The challenge of reconciling the theory of relativity (specifically, general relativity) with quantum physics is one of the biggest open problems in theoretical physics. The two theories, despite their remarkable successes in their respective domains, have different conceptual frameworks and mathematical formulations, which makes their unification difficult. This mismatch arises due to several fundamental differences between the two theories:
Scale: General relativity describes the behavior of gravity and the dynamics of spacetime on macroscopic scales, such as planets, stars, and galaxies. Quantum physics, on the other hand, deals with the behavior of particles and fields on microscopic scales, such as atoms, subatomic particles, and their interactions.
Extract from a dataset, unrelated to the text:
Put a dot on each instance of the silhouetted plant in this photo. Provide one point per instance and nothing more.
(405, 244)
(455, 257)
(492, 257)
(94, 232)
The scales at which these theories operate are vastly different, making it challenging to directly combine them.
Determinism vs. Probabilistic Nature: General relativity is a deterministic theory, meaning that it predicts the exact future evolution of a system given its initial conditions. Quantum physics, however, introduces inherent uncertainty and probabilistic behavior into the description of microscopic particles. This probabilistic nature is encapsulated in quantities like the wave function, which represents the probabilities of different outcomes. The deterministic nature of general relativity and the probabilistic nature of quantum physics create a tension between the two frameworks.
Spacetime Structure: General relativity describes spacetime as a dynamic, curved, and continuous four-dimensional manifold influenced by matter and energy. Quantum physics, on the other hand, treats spacetime as a fixed, non-quantized background within which quantum fields and particles evolve. The attempts to quantize gravity and treat spacetime as a quantized entity have encountered significant theoretical challenges and have not yet been fully realized.
Renormalization: Quantum field theories, which are the foundation of particle physics and quantum physics, employ a mathematical technique called renormalization to deal with infinities that arise in certain calculations. However, when applied to gravity in the context of general relativity, this technique encounters difficulties, leading to non-renormalizable infinities. This poses a significant obstacle to achieving a consistent quantum theory of gravity.
These differences and challenges make it difficult to directly merge the theory of relativity with quantum physics. Various approaches, such as string theory, loop quantum gravity, and other quantum gravity frameworks, have been proposed to tackle this problem, but a fully satisfactory and experimentally confirmed theory of quantum gravity that unifies these two pillars of modern physics is yet to be established.